Après la méditation, une personne me pose la question suivante : « Si l’on ressent des difficultés physiques ou des douleurs pendant la méditation, peut-on prendre appui sur les sensations comme dans la méditation vipassanâ de la tradition Theravâda ? J’ai pratiqué dans cette tradition et l’on apprend à « scanner » l’ensemble des processus physiques et psychiques pendant la méditation. »
Je n’ai pratiqué que le zen et il m’est difficile de parler des autres pratiques de méditation bouddhiste. Mais, telle que je la comprends, la méditation vipassanâ m’apparaît comme une technique d’objectivation des sensations.
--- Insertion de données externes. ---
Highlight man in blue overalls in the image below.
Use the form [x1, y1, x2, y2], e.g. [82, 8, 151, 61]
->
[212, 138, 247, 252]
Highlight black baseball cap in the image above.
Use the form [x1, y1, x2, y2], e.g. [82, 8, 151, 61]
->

Certains enseignants conseillent jusqu’à noter mentalement l’ensemble des sensations qui surgissent d’instant en instant, le froid, le chaud, la douleur, le confort, l’endormissement, telle ou telle pensée, etc., sans se préoccuper de quoi que ce soit d’autre, sans juger même d’un bon ou d’un mauvais état de méditation. Objectivées, les sensations n’apparaissent plus comme miennes, ce n’est plus « je pense » mais « il y a de la pensée », n’étant plus miennes elles sont dès lors neutralisées.
La méditation zen est différente puisqu’elle cherche d’emblée un état d’unité. Pour rendre compte de cette dimension méditative, les Chinois et les Japonais utilisent l’expression tajô ippen, « devenir un » (ta = préfixe verbal d’insistance ; jô = devenir ; ichi = un ; hen = bloc). Le corps, la respiration, le mental s’unifient avec fluidité. Il n’y a donc à aucun moment mise à distance d’une quelconque sensation corporelle, respiratoire ou mentale. Bien sûr, on ne ressent pas toujours l’unité, des difficultés et des douleurs peuvent surgir. On préconise alors des techniques de concentration, le plus souvent sur la respiration. Mais même dans ce cas, on ne note pas, on ne visualise pas le passage du souffle, on cherche plutôt à s’unifier avec lui.
Au Japon, à l’époque Edô (XVIIe-XVIIIe siècles) il y eut des débats dans la tradition zen sur le contenu même de la méditation. Certaines écoles proposaient un exercice qui s’appelle « l’observation des respirations », zuisokukan (zui = suivre ; soku = respiration ; kan = contemplation). Selon la description classique, il s’agit de reconnaître « qu’une respiration longue est longue et qu’une respiration courte est courte ». L’observation des respirations forme le second volet de la méditation ampan ou ânapânasmrti utilisée dans les anciennes écoles indiennes. Le vipassanâ moderne remonte à cette ancienne méthode d’observation du souffle, je suppose. Si quelques maîtres zen reprennent à l’époque cette observation des respirations, la plupart ne le font pas, et aujourd’hui nul enseignant zen, à ma connaissance, ne pratique cette forme de méditation.